Correction Description
subtract Subtracts the estimated background from the signal
divide Divides the signal by the estimated background
sqrt_divide Applies square-root division, useful for amplitude-like correction
none Does not apply correction

Subtract correction

result = ca.retrieve(
    wavenumbers,
    cars_raw,
    method="kk",
    background="polynomial",
    correction="subtract",
)

Use subtract when the background behaves like an additive baseline.


Divide correction

result = ca.retrieve(
    wavenumbers,
    cars_raw,
    method="kk",
    background="als",
    correction="divide",
)

Use divide when the background behaves more like a multiplicative or normalization factor.

This is often useful in CARS/BCARS workflows because the non-resonant contribution can affect the overall intensity envelope.


Square-root divide correction

result = ca.retrieve(
    wavenumbers,
    cars_raw,
    method="kk",
    background="als",
    correction="sqrt_divide",
)

Use sqrt_divide when working closer to an amplitude-domain correction.


Denoising

prCARS includes optional denoising before retrieval.

Method Description
savgol Savitzky-Golay smoothing
wiener Wiener filtering
wavelet Wavelet-based denoising
none No denoising

Savitzky-Golay denoising

result = ca.retrieve(
    wavenumbers,
    cars_raw,
    method="kk",
    denoise="savgol",
)

Use Savitzky-Golay denoising when:

  • noise is moderate
  • peak shapes should be preserved
  • a simple smoothing method is enough

Wiener denoising

result = ca.retrieve(
    wavenumbers,
    cars_raw,
    method="kk",
    denoise="wiener",
)

Use Wiener denoising when:

  • the noise is approximately stationary
  • adaptive smoothing may help
  • a simple signal-processing baseline is needed

Wavelet denoising

Wavelet denoising requires the optional wavelet dependency.

Install with:

python -m pip install -e ".[wavelet]"

Then use:

result = ca.retrieve(
    wavenumbers,
    cars_raw,
    method="kk",
    denoise="wavelet",
)

Use wavelet denoising when:

  • spectra contain multi-scale noise
  • you want a stronger denoising option
  • preserving local spectral structure is important

Auto-phase correction

prCARS supports optional automatic phase correction using a silent spectral region.

Example:

result = ca.retrieve(
    wavenumbers,
    cars_raw,
    method="kk",
    auto_phase=True,
    silent_region=(2700, 2730),
)

Use auto-phase correction when:

  • a silent or low-signal region is known
  • the retrieved Raman-like signal has a phase offset
  • you want to reduce baseline-like phase artifacts

The selected silent region should be chosen carefully based on the spectral window and expected chemistry.

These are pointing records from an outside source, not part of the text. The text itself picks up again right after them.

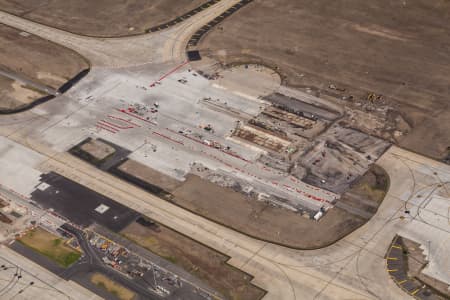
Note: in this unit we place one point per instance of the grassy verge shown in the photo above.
(112, 287)
(50, 246)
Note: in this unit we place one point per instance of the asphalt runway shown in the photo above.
(78, 203)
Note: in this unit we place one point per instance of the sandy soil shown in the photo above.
(100, 17)
(203, 262)
(262, 220)
(37, 59)
(98, 149)
(395, 49)
(150, 175)
(13, 94)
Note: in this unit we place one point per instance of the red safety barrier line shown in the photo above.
(123, 120)
(210, 146)
(107, 126)
(135, 116)
(169, 73)
(167, 137)
(98, 126)
(117, 126)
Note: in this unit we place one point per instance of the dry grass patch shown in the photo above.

Recommended starting configurations

Simple KK baseline

result = ca.retrieve(
    wavenumbers,
    cars_raw,
    method="kk",
    background="none",
    correction="none",
    denoise="none",
)

Use this first to check raw retrieval behavior.


Practical KK workflow

result = ca.retrieve(
    wavenumbers,
    cars_raw,
    method="kk",
    background="rolling_ball",
    correction="divide",
    denoise="savgol",
)

This is a good practical starting point for synthetic examples.


Stronger preprocessing workflow

result = ca.retrieve(
    wavenumbers,
    cars_raw,
    method="kk",
    background="als",
    correction="divide",
    denoise="wavelet",
    auto_phase=True,
    silent_region=(2700, 2730),
)

Use this when spectra are noisier or require stronger correction.


Notes

Preprocessing choices can strongly affect retrieval quality.

For fair method comparison, always report:

  • retrieval method
  • background method
  • correction mode
  • denoising method
  • phase-correction settings
  • spectral window
  • whether synthetic or real data were used

prCARS is intended for research, education, benchmarking, and portfolio demonstration. It is not intended for clinical diagnosis or deployment.